←back to thread

LLMs can get "brain rot"

(llm-brain-rot.github.io)
466 points tamnd | 2 comments | | HN request time: 0.509s | source
Show context
pixelmelt ◴[] No.45657074[source]
Isn't this just garbage in garbage out with an attention grabbing title?
replies(6): >>45657153 #>>45657205 #>>45657394 #>>45657412 #>>45657896 #>>45658420 #
1. icyfox ◴[] No.45657896[source]
Yes - garbage in / garbage out still holds true for most things when it comes to LLM training.

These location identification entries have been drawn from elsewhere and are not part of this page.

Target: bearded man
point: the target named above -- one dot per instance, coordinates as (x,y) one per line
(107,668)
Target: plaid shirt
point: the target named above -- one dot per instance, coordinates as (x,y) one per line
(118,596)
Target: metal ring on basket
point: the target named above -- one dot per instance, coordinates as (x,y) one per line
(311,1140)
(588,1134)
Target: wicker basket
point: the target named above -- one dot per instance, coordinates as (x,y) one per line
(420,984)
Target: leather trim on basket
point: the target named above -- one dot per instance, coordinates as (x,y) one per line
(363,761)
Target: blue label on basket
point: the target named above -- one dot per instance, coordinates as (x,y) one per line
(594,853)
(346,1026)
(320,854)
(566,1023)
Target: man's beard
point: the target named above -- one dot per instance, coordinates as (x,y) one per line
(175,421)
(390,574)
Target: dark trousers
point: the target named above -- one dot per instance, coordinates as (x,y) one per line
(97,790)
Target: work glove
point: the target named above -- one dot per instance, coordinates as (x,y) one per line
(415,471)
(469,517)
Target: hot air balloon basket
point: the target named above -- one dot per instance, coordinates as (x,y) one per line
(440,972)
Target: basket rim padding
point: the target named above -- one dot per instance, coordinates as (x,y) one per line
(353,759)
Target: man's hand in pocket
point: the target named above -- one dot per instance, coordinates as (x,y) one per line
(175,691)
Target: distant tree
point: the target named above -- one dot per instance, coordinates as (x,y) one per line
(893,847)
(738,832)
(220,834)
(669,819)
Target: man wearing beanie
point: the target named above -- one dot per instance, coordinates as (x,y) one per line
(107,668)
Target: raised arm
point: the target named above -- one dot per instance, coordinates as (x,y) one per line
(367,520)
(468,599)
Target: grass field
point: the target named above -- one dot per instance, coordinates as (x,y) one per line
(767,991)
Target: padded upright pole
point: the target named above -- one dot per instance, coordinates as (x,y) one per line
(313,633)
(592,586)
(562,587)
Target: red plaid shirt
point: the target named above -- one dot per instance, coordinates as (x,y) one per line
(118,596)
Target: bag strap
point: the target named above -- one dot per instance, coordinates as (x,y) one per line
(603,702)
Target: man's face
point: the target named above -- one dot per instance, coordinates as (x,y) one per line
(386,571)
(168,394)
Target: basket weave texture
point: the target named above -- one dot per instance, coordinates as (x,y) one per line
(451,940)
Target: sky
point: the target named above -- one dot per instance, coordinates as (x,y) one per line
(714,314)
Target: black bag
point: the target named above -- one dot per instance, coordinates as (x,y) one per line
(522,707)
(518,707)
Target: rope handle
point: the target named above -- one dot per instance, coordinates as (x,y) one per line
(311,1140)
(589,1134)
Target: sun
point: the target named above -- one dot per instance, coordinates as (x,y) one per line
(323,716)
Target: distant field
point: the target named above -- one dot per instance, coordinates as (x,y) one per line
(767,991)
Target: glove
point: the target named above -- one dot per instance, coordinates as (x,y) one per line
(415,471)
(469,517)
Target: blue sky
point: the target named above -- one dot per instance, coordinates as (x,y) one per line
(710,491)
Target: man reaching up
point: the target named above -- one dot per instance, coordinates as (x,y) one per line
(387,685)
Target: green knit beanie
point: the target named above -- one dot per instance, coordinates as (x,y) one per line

The two bits about this paper that I think are worth calling out specifically:

- A reasonable amount of post-training can't save you when your pretraining comes from a bad pipeline; ie. even if the syntactics of the input pretrained data are legitimate it has learned some bad implicit behavior (thought skipping)

- Trying to classify "bad data" is itself a nontrivial problem. Here the heuristic approach of engagement actually proved more reliable than an LLM classification of the content

replies(1): >>45659231 #
2. satellite2 ◴[] No.45659231[source]
Yes but the other interesting bit which is not clearly addressed is that increasing the garbage in to 100% does not result in absolute garbage out. So visibly there is still something to learn there.